The price of the key US marker crude, West Texas Intermediate (WTI), fell more than 20% below its 2019 settlement high of $US66.30 hit on April 23, which is bear-market territory.
The price of the global marker crude, Brent also fell more than 20% from its late-April high-water mark.
But Thursday prices rebounded somewhat and Friday saw more of the same as WTI for September delivery ending up $US1.96, or 3.7%, to settle at $US54.50 a barrel in New York.
WTI 4.7% plunge to $US51.09 Wednesday marked the lowest settlement for the contract since January 14 this year.
That saw WTI end the week with a loss of 2.1%.
October Brent crude rose $1.15, or 2%, to settle at $US58.53 a barrel in Europe. The global benchmark saw a 5.4% slide.
Crude prices held their gains after oil-field services firm Baker Hughes said the number of US oil rigs fell again for another week – down by six to 764.
Friday’s strength came in the face of yet another cut in global demand estimates for 2019 and 2020 from the International Energy Agency (IEA).

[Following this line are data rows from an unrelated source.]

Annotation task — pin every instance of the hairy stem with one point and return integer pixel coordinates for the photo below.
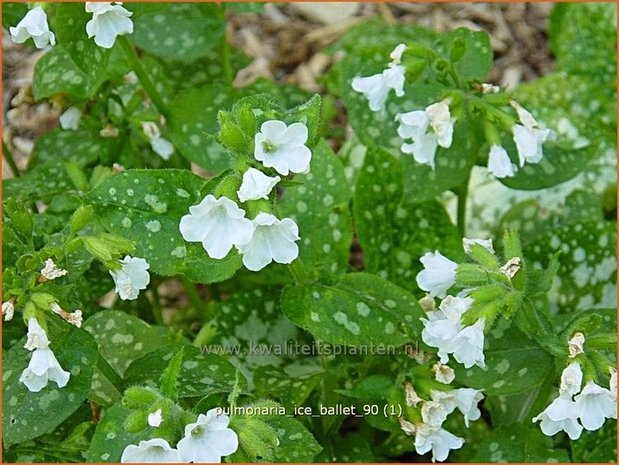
(462, 192)
(142, 75)
(8, 156)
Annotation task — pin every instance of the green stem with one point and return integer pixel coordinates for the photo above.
(156, 306)
(462, 193)
(225, 51)
(192, 293)
(8, 155)
(111, 375)
(142, 75)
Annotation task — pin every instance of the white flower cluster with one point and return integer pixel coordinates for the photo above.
(592, 405)
(43, 366)
(376, 88)
(433, 127)
(528, 136)
(220, 224)
(51, 271)
(109, 20)
(131, 278)
(427, 130)
(160, 146)
(430, 434)
(443, 328)
(205, 441)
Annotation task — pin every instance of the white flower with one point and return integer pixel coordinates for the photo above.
(108, 21)
(396, 54)
(560, 415)
(162, 147)
(428, 129)
(444, 330)
(485, 243)
(529, 136)
(468, 346)
(575, 344)
(283, 147)
(571, 379)
(464, 399)
(51, 271)
(412, 399)
(407, 426)
(593, 405)
(155, 418)
(8, 309)
(434, 413)
(499, 163)
(511, 267)
(256, 185)
(131, 278)
(443, 325)
(70, 119)
(273, 240)
(376, 88)
(487, 88)
(438, 275)
(219, 224)
(37, 337)
(438, 440)
(208, 439)
(155, 450)
(441, 122)
(443, 373)
(34, 25)
(43, 366)
(422, 148)
(74, 318)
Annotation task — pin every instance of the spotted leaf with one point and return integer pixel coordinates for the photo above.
(359, 309)
(146, 207)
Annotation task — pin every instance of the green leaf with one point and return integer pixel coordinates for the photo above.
(56, 73)
(475, 58)
(81, 146)
(296, 443)
(122, 338)
(146, 207)
(373, 387)
(320, 207)
(379, 129)
(284, 384)
(273, 438)
(579, 111)
(596, 446)
(169, 378)
(200, 374)
(249, 321)
(13, 13)
(178, 31)
(583, 37)
(192, 124)
(359, 309)
(110, 438)
(509, 368)
(518, 443)
(395, 231)
(69, 23)
(587, 264)
(31, 414)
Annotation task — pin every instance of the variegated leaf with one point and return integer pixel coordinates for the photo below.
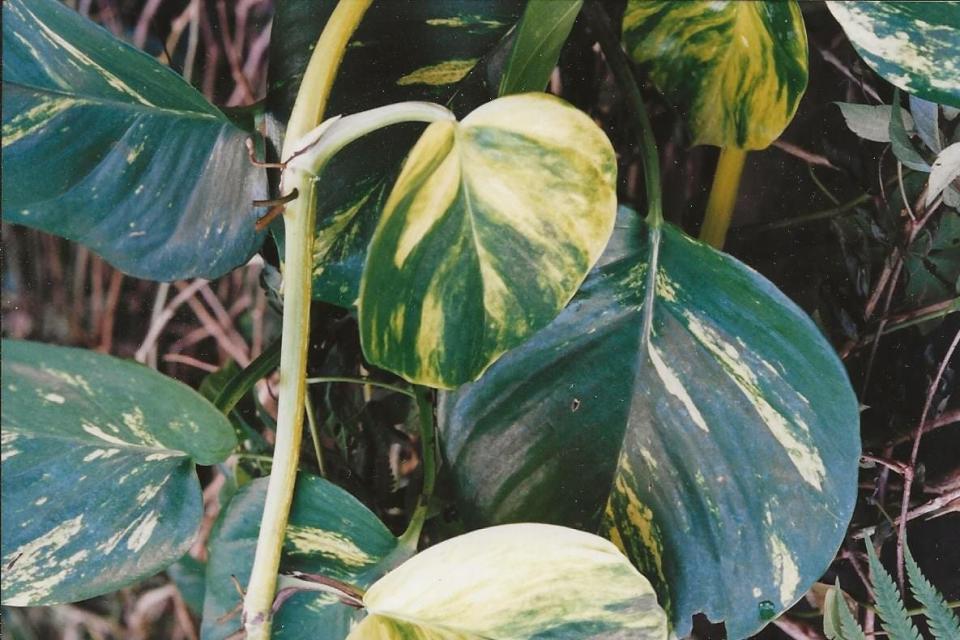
(514, 581)
(431, 51)
(490, 228)
(105, 146)
(736, 70)
(912, 45)
(99, 487)
(330, 533)
(683, 407)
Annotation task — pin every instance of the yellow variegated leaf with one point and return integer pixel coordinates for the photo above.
(736, 69)
(514, 582)
(490, 228)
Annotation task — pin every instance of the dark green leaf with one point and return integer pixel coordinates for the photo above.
(330, 533)
(720, 452)
(402, 51)
(99, 487)
(536, 48)
(105, 146)
(912, 45)
(188, 573)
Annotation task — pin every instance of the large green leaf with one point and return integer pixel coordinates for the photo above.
(735, 69)
(511, 582)
(99, 487)
(105, 146)
(541, 34)
(912, 45)
(700, 421)
(401, 51)
(490, 228)
(330, 533)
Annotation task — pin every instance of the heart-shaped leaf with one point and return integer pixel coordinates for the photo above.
(330, 533)
(912, 45)
(514, 581)
(490, 228)
(407, 51)
(686, 409)
(99, 487)
(105, 146)
(736, 70)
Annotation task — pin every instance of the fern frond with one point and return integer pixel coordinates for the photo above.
(893, 615)
(838, 622)
(941, 620)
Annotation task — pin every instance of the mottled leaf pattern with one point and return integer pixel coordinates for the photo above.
(330, 533)
(510, 582)
(105, 146)
(401, 51)
(683, 407)
(912, 45)
(736, 70)
(99, 487)
(489, 230)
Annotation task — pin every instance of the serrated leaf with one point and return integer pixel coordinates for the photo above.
(927, 116)
(721, 452)
(490, 228)
(514, 581)
(99, 487)
(945, 169)
(912, 45)
(871, 122)
(105, 146)
(736, 70)
(430, 51)
(330, 533)
(889, 606)
(900, 142)
(541, 33)
(941, 620)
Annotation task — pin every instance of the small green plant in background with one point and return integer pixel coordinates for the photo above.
(683, 426)
(840, 624)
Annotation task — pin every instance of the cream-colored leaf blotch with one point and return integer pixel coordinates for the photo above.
(490, 228)
(512, 582)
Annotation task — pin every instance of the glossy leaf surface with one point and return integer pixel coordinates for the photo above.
(912, 45)
(105, 146)
(514, 581)
(541, 34)
(736, 70)
(490, 228)
(402, 51)
(99, 486)
(691, 413)
(330, 533)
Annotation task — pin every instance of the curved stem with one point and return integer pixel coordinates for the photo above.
(723, 196)
(373, 383)
(299, 226)
(620, 67)
(428, 444)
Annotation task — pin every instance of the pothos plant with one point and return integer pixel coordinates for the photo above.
(680, 430)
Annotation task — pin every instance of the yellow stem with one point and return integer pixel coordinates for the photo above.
(723, 196)
(299, 220)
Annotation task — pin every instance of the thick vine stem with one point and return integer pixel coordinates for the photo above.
(723, 196)
(428, 445)
(299, 224)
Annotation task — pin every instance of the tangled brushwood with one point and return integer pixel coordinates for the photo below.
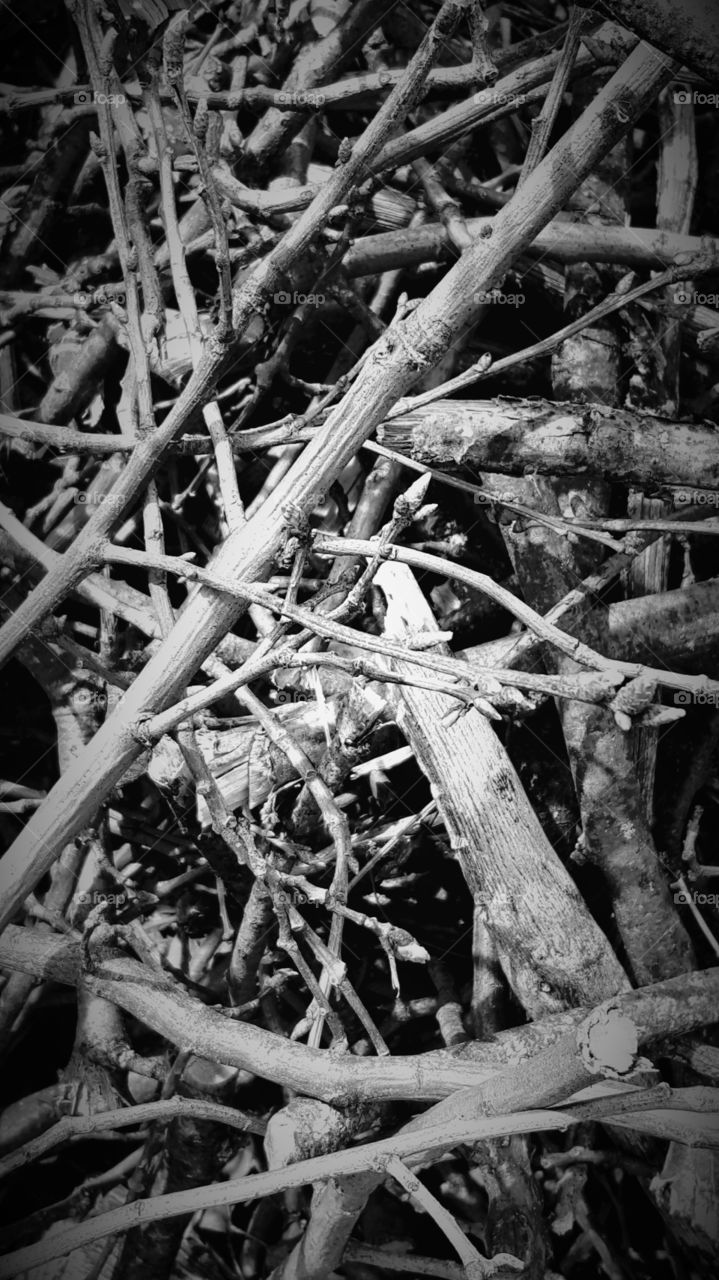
(360, 640)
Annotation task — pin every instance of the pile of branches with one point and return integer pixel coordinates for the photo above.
(360, 636)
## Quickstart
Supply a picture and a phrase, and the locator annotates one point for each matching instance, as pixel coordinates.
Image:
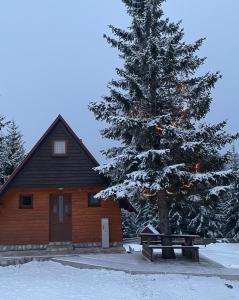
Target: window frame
(21, 205)
(60, 154)
(98, 204)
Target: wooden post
(163, 209)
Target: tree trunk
(163, 209)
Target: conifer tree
(2, 148)
(231, 203)
(14, 150)
(156, 108)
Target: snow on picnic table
(52, 281)
(226, 254)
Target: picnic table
(184, 242)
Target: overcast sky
(54, 60)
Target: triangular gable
(76, 171)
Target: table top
(183, 236)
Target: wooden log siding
(42, 174)
(31, 226)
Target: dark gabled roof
(61, 120)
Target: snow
(49, 280)
(223, 253)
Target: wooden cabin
(50, 197)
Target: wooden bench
(191, 252)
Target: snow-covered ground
(52, 281)
(223, 253)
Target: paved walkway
(136, 264)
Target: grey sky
(54, 60)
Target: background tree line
(211, 220)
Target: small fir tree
(2, 148)
(14, 150)
(156, 109)
(231, 203)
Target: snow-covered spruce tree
(231, 203)
(155, 108)
(2, 148)
(14, 151)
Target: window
(59, 148)
(92, 201)
(26, 201)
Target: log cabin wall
(31, 226)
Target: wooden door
(60, 218)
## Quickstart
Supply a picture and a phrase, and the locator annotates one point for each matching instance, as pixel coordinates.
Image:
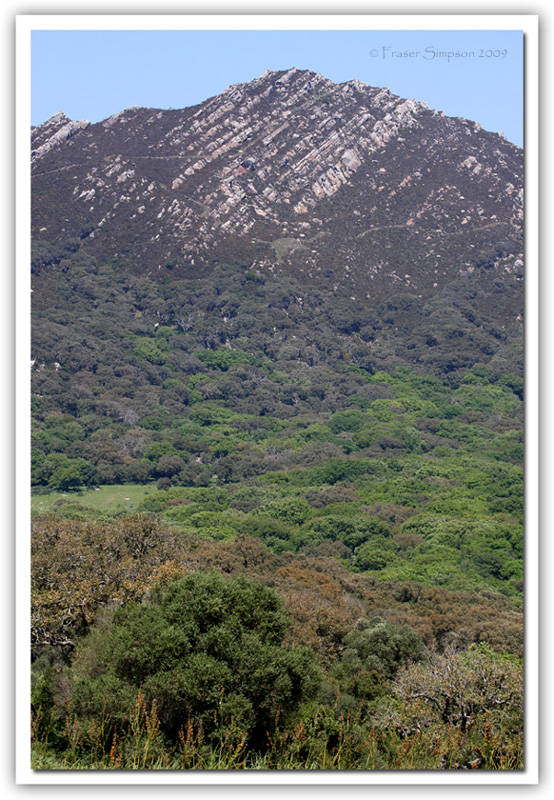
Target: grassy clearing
(104, 499)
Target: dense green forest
(324, 564)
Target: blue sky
(92, 74)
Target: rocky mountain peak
(288, 173)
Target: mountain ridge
(259, 170)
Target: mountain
(293, 174)
(279, 335)
(269, 251)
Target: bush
(208, 652)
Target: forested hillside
(277, 489)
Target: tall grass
(322, 738)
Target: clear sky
(92, 74)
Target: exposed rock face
(289, 172)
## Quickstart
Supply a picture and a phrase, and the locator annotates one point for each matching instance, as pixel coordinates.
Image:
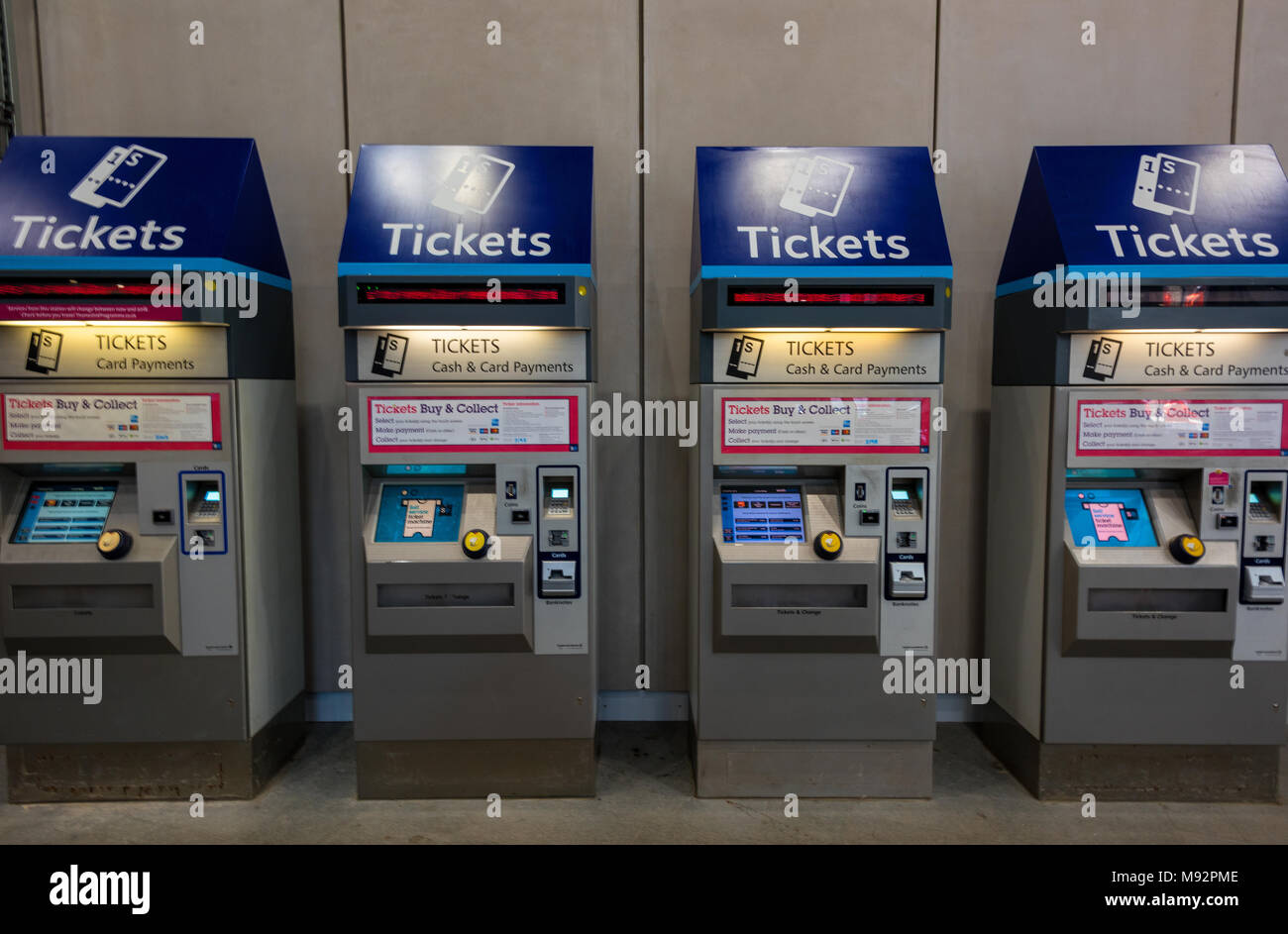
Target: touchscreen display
(761, 515)
(56, 513)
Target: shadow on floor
(645, 795)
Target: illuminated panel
(65, 299)
(887, 296)
(460, 294)
(1197, 295)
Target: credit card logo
(1166, 184)
(117, 176)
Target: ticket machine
(820, 296)
(151, 631)
(468, 304)
(1136, 616)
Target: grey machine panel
(526, 672)
(1183, 694)
(778, 684)
(183, 642)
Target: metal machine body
(814, 486)
(472, 526)
(1134, 612)
(149, 478)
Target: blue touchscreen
(1116, 518)
(413, 512)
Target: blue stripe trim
(467, 269)
(82, 262)
(825, 270)
(1160, 270)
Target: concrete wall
(982, 78)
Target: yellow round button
(475, 544)
(1186, 548)
(827, 545)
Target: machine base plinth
(1065, 772)
(816, 768)
(155, 771)
(476, 768)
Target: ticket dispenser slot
(1262, 557)
(1131, 589)
(558, 536)
(777, 594)
(906, 534)
(425, 592)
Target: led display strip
(885, 296)
(460, 294)
(1223, 295)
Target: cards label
(823, 425)
(103, 421)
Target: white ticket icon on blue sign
(117, 176)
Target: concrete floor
(645, 795)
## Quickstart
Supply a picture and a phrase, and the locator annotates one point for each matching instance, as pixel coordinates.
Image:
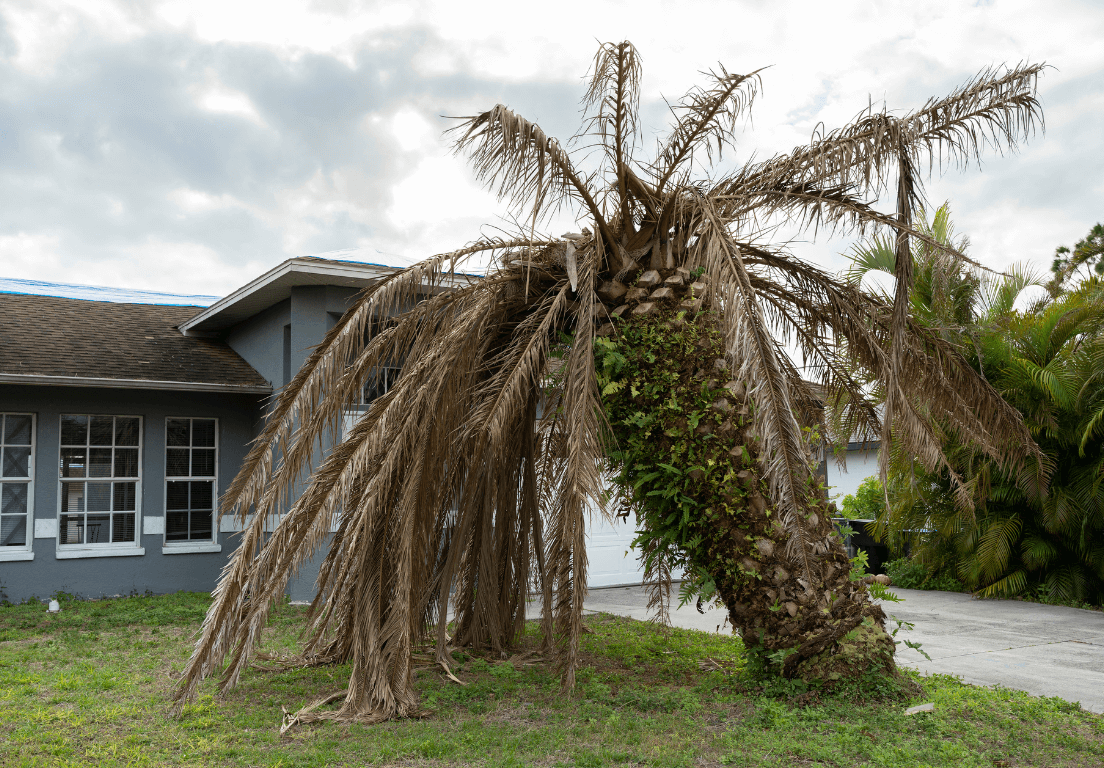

With weaker prospects for the global economy noted, the IEA cut its forecast for 2019 demand growth by 100,000 barrels a day to 1.1 million barrels a day, and its 2020 forecast rise was cut by 50,000 barrels a day to 1.3 million barrels a day.
The IEA said new data show cuts to oil demand figures from India, Saudi Arabia, Korea, and several European countries, and preliminary US data show lower demand for motor fuels at the start of peak driving season.
Chinese oil demand was raised by the IEA, despite the problems with the Trump trade war.
“Meanwhile, the prospects for a political agreement between China and the United States on trade have worsened. This could lead to reduced trade activity and less oil demand growth,” the IEA said in its monthly report
Looking ahead, the IEA said the outlook for oil demand growth is “fragile,” with a greater likelihood of a downward revision than an upward one.